Electricity sparked off her hands and with a jolt (no pun intended) Bianca realized that Thalia would've been mostly okay; she was immune to electricity. Her crushed limbs would be salvaged. She would've been fixed.

"I had to," she choked out. "I activated Talos; I needed to deactivate him."

"That’s not your call!" Bianca flinched and Thalia took a breath, "Look the reason quests involve more than one person is because no one can do this stuff alone. As much as I hate to say it, we're all a team that should be working together." She scowled, "even me and Zoë."
"There wasn't really time for a team meeting. Everything was going so fast."

"Look just--next time? Try not to run into danger because of some lone-wolf bullshit." She laughed and Bianca melted a little, "I realize I’m not the best person to tell you this because I have my own lone-wolf bullshit, but that's because I’ve been doing this for years and you joined the hunters like two days ago." She ran her hand through her hair and was it possible for someone to look so good with hair standing up everywhere? It shouldn't be.

Maybe it was the slight fever Bianca had, but she was overcome with the urge to tell Thalia how good she looked. "You’re amazing."
That was not what she was planning to say.

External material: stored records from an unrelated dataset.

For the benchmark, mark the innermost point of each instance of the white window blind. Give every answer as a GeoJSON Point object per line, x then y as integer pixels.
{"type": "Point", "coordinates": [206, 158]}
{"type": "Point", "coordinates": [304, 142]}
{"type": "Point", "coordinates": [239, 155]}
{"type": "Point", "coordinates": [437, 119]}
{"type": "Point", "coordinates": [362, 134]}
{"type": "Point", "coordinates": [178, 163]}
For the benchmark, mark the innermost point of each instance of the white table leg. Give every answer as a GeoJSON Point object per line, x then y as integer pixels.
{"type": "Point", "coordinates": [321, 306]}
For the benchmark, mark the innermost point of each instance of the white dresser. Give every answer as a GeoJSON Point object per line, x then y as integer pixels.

Thalia smirked, "If I’d known confronting you about endangering your life was gonna get me complemented by a pretty girl I would've done it to Annabeth way more."

Her cheeks burned and she tried, and failed, to fight back a ridiculously goofy smile. She felt lucky, really really lucky. "I really like you." The words came out rushed. She sped through them in less than a breath, heart pounding but in a good way--the best way.

Thalia’s smirk grew wider and suddenly, quick as lightning, her mouth was on Bianca’s and she knew that they'd met each other less than a week ago and she knew that she's just watched her arm and leg be amputated and seen the underworld up close and lived and she probably wasn't in the right state of mind for kissing attractive girls in dark tents and she knew things were going too fast, everything happening in just a few paragraphs, but right now speed was something she needed because her life had gone too slow and maybe Thalia could help her change that.